Segundo Gualberto, ele recebeu uma denúncia anônima sobre a
exposição. “É uma agressão desnecessária, injustificada e gratuita. O
autor foi muito infeliz. Peço a Deus que toque o coração e o faça
compreender que não produziu uma obra de arte”, disse o parlamentar.
Após críticas, Gualberto e a deputada federal Christiane Tonietto, do
PSL, registraram uma notícia-crime na Delegacia de Crimes Raciais e
Delitos de Intolerância.
“É inadmissível que Nossa Senhora seja retratada com um órgão sexual masculino. Isso não é arte!”, disse o deputado em um tuíte.
Em nota, a secretaria da Cultura diz reafirmar “seu compromisso com o
respeito constitucional à liberdade religiosa e a todas as crenças” e
que “nossos equipamentos abrigam manifestações culturais de todas as
linguagens e estilos, sendo um dos nossos pilares o respeito à liberdade
artística”, mas informa que decidiu censurar a mostra enquanto aguarda a
decisão judicial em relação à notícia-crime.
Ainda de acordo com a Secretaria Municipal de Cultura, uma comissão
do órgão recomendou que a exposição tivesse classificação indicativa de
18 anos. Avisos foram então afixados nas galerias avisando sobre
conteúdo impróprio para menores de idade uma semana antes da interdição
da mostra.
O artista Órion Lalli, contudo, nega referências à Virgem Maria.

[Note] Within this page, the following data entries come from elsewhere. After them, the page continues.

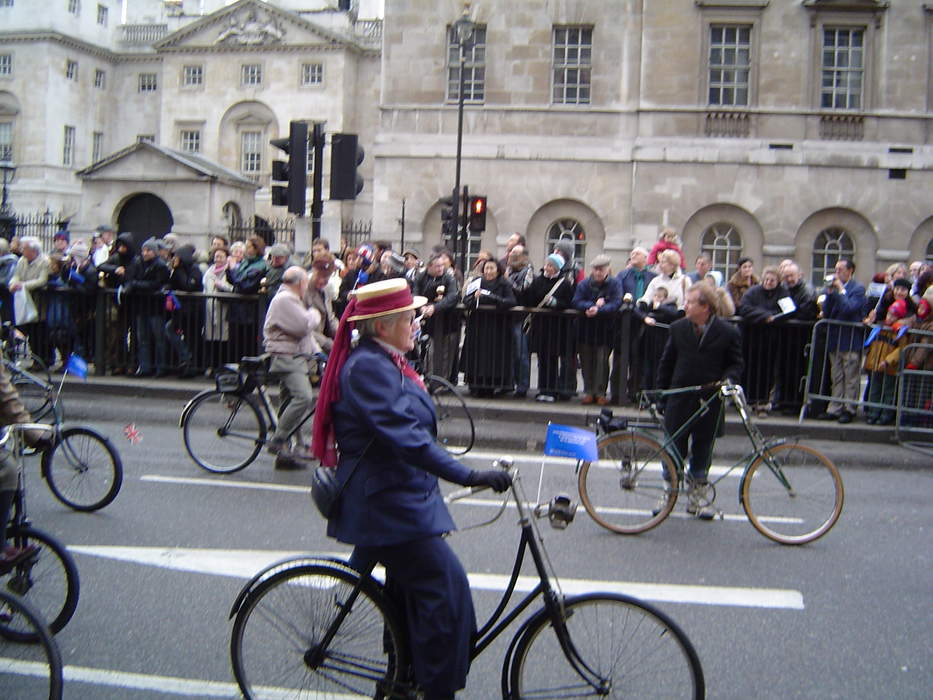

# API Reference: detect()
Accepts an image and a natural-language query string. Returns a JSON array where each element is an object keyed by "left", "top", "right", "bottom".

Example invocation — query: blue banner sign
[{"left": 544, "top": 423, "right": 598, "bottom": 462}]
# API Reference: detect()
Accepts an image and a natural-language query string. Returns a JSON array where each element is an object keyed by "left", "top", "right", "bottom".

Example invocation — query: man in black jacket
[
  {"left": 123, "top": 238, "right": 170, "bottom": 377},
  {"left": 658, "top": 282, "right": 743, "bottom": 520}
]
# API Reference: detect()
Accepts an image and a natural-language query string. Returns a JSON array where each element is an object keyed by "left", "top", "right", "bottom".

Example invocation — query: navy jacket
[{"left": 327, "top": 340, "right": 470, "bottom": 546}]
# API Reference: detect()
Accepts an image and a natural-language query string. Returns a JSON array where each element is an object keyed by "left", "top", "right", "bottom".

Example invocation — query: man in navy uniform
[{"left": 312, "top": 278, "right": 511, "bottom": 700}]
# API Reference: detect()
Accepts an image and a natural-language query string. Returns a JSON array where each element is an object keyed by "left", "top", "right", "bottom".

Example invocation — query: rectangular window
[
  {"left": 707, "top": 24, "right": 752, "bottom": 107},
  {"left": 181, "top": 129, "right": 201, "bottom": 153},
  {"left": 139, "top": 73, "right": 159, "bottom": 92},
  {"left": 62, "top": 126, "right": 75, "bottom": 168},
  {"left": 447, "top": 25, "right": 486, "bottom": 102},
  {"left": 181, "top": 66, "right": 204, "bottom": 87},
  {"left": 91, "top": 131, "right": 104, "bottom": 163},
  {"left": 240, "top": 63, "right": 262, "bottom": 85},
  {"left": 0, "top": 122, "right": 13, "bottom": 161},
  {"left": 820, "top": 28, "right": 865, "bottom": 109},
  {"left": 240, "top": 131, "right": 262, "bottom": 175},
  {"left": 301, "top": 63, "right": 324, "bottom": 86},
  {"left": 553, "top": 27, "right": 593, "bottom": 105}
]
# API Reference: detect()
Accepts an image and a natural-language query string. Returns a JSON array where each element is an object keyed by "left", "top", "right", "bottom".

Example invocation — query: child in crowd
[
  {"left": 648, "top": 228, "right": 687, "bottom": 270},
  {"left": 635, "top": 287, "right": 683, "bottom": 326},
  {"left": 865, "top": 299, "right": 908, "bottom": 425}
]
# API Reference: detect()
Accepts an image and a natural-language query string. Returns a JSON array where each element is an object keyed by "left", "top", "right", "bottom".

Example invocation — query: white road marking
[{"left": 68, "top": 545, "right": 804, "bottom": 610}]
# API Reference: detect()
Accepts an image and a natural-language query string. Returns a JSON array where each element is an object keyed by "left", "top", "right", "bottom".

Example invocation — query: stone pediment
[
  {"left": 76, "top": 141, "right": 258, "bottom": 190},
  {"left": 153, "top": 0, "right": 354, "bottom": 51}
]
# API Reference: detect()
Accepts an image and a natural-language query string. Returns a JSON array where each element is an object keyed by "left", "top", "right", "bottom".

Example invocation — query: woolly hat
[
  {"left": 68, "top": 241, "right": 91, "bottom": 260},
  {"left": 888, "top": 299, "right": 907, "bottom": 318}
]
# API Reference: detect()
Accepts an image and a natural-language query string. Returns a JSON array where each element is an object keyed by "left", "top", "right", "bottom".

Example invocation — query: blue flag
[
  {"left": 544, "top": 423, "right": 599, "bottom": 462},
  {"left": 65, "top": 353, "right": 87, "bottom": 380}
]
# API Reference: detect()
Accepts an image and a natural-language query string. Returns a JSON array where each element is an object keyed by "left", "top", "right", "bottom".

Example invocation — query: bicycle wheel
[
  {"left": 506, "top": 593, "right": 706, "bottom": 700},
  {"left": 425, "top": 374, "right": 476, "bottom": 455},
  {"left": 230, "top": 564, "right": 407, "bottom": 699},
  {"left": 577, "top": 432, "right": 678, "bottom": 535},
  {"left": 741, "top": 443, "right": 845, "bottom": 544},
  {"left": 182, "top": 391, "right": 266, "bottom": 474},
  {"left": 0, "top": 525, "right": 80, "bottom": 642},
  {"left": 0, "top": 591, "right": 62, "bottom": 700},
  {"left": 42, "top": 427, "right": 123, "bottom": 512}
]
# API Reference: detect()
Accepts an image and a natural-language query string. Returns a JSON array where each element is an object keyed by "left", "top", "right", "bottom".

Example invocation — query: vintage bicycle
[
  {"left": 0, "top": 423, "right": 80, "bottom": 641},
  {"left": 4, "top": 360, "right": 123, "bottom": 512},
  {"left": 230, "top": 458, "right": 705, "bottom": 700},
  {"left": 0, "top": 590, "right": 63, "bottom": 700},
  {"left": 577, "top": 381, "right": 845, "bottom": 545}
]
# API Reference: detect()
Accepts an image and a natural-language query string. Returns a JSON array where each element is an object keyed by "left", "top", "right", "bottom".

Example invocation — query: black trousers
[
  {"left": 350, "top": 535, "right": 476, "bottom": 700},
  {"left": 664, "top": 395, "right": 722, "bottom": 481}
]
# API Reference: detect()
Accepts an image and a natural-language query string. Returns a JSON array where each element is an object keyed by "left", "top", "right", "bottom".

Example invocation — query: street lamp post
[
  {"left": 0, "top": 161, "right": 16, "bottom": 240},
  {"left": 453, "top": 2, "right": 476, "bottom": 274}
]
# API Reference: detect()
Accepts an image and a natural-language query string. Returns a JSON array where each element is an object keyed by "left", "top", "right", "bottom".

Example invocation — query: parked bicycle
[
  {"left": 577, "top": 382, "right": 844, "bottom": 544},
  {"left": 7, "top": 365, "right": 123, "bottom": 512},
  {"left": 0, "top": 423, "right": 80, "bottom": 642},
  {"left": 0, "top": 590, "right": 63, "bottom": 700},
  {"left": 413, "top": 324, "right": 476, "bottom": 455},
  {"left": 230, "top": 458, "right": 705, "bottom": 700}
]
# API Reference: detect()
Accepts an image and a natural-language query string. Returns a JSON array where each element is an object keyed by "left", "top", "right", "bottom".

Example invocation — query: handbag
[{"left": 311, "top": 440, "right": 373, "bottom": 520}]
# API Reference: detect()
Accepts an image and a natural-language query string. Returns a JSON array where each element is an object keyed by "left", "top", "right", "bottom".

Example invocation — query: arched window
[
  {"left": 545, "top": 219, "right": 586, "bottom": 265},
  {"left": 810, "top": 228, "right": 855, "bottom": 286},
  {"left": 700, "top": 222, "right": 742, "bottom": 280}
]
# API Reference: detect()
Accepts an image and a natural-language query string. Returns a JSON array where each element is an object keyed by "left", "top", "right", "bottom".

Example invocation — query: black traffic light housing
[
  {"left": 269, "top": 122, "right": 308, "bottom": 216},
  {"left": 330, "top": 134, "right": 365, "bottom": 200},
  {"left": 467, "top": 195, "right": 486, "bottom": 231}
]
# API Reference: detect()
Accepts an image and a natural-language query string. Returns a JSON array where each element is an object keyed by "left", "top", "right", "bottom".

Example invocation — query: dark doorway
[{"left": 117, "top": 192, "right": 175, "bottom": 249}]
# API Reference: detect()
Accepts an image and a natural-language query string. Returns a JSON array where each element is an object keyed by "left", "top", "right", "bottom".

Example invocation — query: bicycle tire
[
  {"left": 0, "top": 524, "right": 80, "bottom": 642},
  {"left": 230, "top": 564, "right": 407, "bottom": 700},
  {"left": 740, "top": 443, "right": 845, "bottom": 545},
  {"left": 182, "top": 391, "right": 266, "bottom": 474},
  {"left": 0, "top": 590, "right": 63, "bottom": 700},
  {"left": 425, "top": 374, "right": 476, "bottom": 455},
  {"left": 577, "top": 431, "right": 678, "bottom": 535},
  {"left": 504, "top": 593, "right": 706, "bottom": 700},
  {"left": 42, "top": 426, "right": 123, "bottom": 513}
]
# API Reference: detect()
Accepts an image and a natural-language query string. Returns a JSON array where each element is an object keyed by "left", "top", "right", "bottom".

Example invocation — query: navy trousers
[{"left": 350, "top": 536, "right": 476, "bottom": 700}]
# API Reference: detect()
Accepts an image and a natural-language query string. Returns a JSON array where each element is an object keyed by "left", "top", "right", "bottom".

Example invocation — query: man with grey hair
[
  {"left": 8, "top": 236, "right": 55, "bottom": 360},
  {"left": 262, "top": 265, "right": 321, "bottom": 469}
]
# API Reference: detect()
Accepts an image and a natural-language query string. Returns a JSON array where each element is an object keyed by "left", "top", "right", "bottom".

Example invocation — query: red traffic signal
[{"left": 469, "top": 195, "right": 486, "bottom": 231}]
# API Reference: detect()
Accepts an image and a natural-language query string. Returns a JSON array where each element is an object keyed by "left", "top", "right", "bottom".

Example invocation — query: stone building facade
[
  {"left": 374, "top": 0, "right": 933, "bottom": 279},
  {"left": 0, "top": 0, "right": 933, "bottom": 279}
]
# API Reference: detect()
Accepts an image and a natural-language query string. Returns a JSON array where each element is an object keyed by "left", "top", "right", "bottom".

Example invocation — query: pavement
[{"left": 60, "top": 375, "right": 933, "bottom": 469}]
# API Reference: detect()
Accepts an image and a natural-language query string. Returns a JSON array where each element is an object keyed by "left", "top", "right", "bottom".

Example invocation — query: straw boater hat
[{"left": 347, "top": 277, "right": 428, "bottom": 321}]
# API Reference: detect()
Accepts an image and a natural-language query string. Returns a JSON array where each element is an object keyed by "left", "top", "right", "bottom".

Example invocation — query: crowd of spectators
[{"left": 0, "top": 221, "right": 933, "bottom": 423}]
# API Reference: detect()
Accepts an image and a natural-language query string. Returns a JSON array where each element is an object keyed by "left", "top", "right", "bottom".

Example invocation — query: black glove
[{"left": 466, "top": 469, "right": 512, "bottom": 493}]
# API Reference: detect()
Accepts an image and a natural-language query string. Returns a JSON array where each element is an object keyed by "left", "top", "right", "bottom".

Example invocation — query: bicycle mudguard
[
  {"left": 178, "top": 389, "right": 216, "bottom": 429},
  {"left": 227, "top": 554, "right": 359, "bottom": 620}
]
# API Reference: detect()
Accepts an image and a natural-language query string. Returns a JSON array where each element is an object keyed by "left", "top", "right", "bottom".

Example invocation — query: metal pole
[{"left": 454, "top": 40, "right": 467, "bottom": 274}]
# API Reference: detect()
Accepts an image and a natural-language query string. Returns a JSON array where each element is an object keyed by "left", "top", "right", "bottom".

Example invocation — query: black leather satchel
[{"left": 311, "top": 440, "right": 373, "bottom": 520}]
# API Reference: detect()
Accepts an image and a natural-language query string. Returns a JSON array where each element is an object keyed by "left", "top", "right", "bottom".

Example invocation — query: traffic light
[
  {"left": 269, "top": 122, "right": 308, "bottom": 216},
  {"left": 469, "top": 195, "right": 486, "bottom": 231},
  {"left": 330, "top": 134, "right": 365, "bottom": 200},
  {"left": 440, "top": 190, "right": 457, "bottom": 238}
]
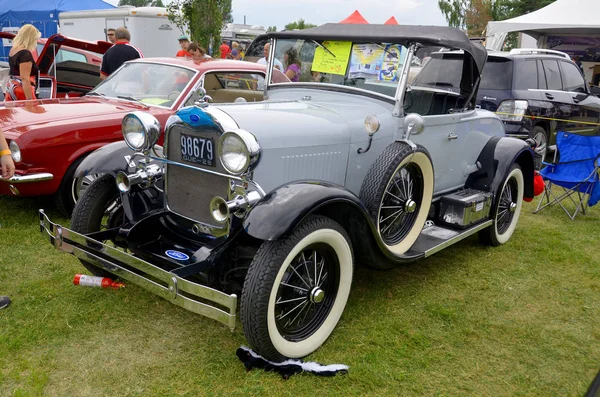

“Estão dizendo que é a imagem de uma santa cristã, mas não é. É a minha
santa. É o meu oratório”, afirmou Lalli. Segundo ele, a obra retrata
diversos símbolos de diferentes signos, sobretudo ligados aos corpos
LGBT e às pessoas soropositivas.
“Precisamos falar sobre meu corpo que vive com HIV, contextos
históricos da arte, dadaísmo, futurismo e expressões artísticas muito
mais velhas do que esses que querem me acusar de algo, de um crime, que
não cometi”, acrescentou.
No dia 23 de fevereiro, a Secretaria Municipal de Cultura do Rio de
Janeiro publicou um vídeo em que o secretário da pasta, Adolpho Konder,
alerta que apesar de o Centro Municipal de Arte Hélio Oiticica estar
fechado devido ao recesso de Carnaval, o artista da obra seria
notificado sobre as denúncias de vilipêndio e que uma medida seria
tomada.
“Gostaria de salientar que a Secretaria Municipal de Cultura abriga
as mais diversas expressões culturais e artísticas, mas não podemos
admitir nada que promova intolerância e ofensa ao sentimento religioso
de qualquer credo. Essa exposição foi aprovada por um curador na gestão
anterior à nossa”, afirmou Konder.
O artista nega ter tido intenções de ofender alguém ou alguma fé.
“Até quando vamos falar em sexo pautado no conservadorismo por um erro
de construção mitológica?”, questionou Lalli. “Um trabalho como esse ser
censurado mostra que a discussão está muito longe de ter uma
razoabilidade. Que temos muito caminho pela frente”, disse.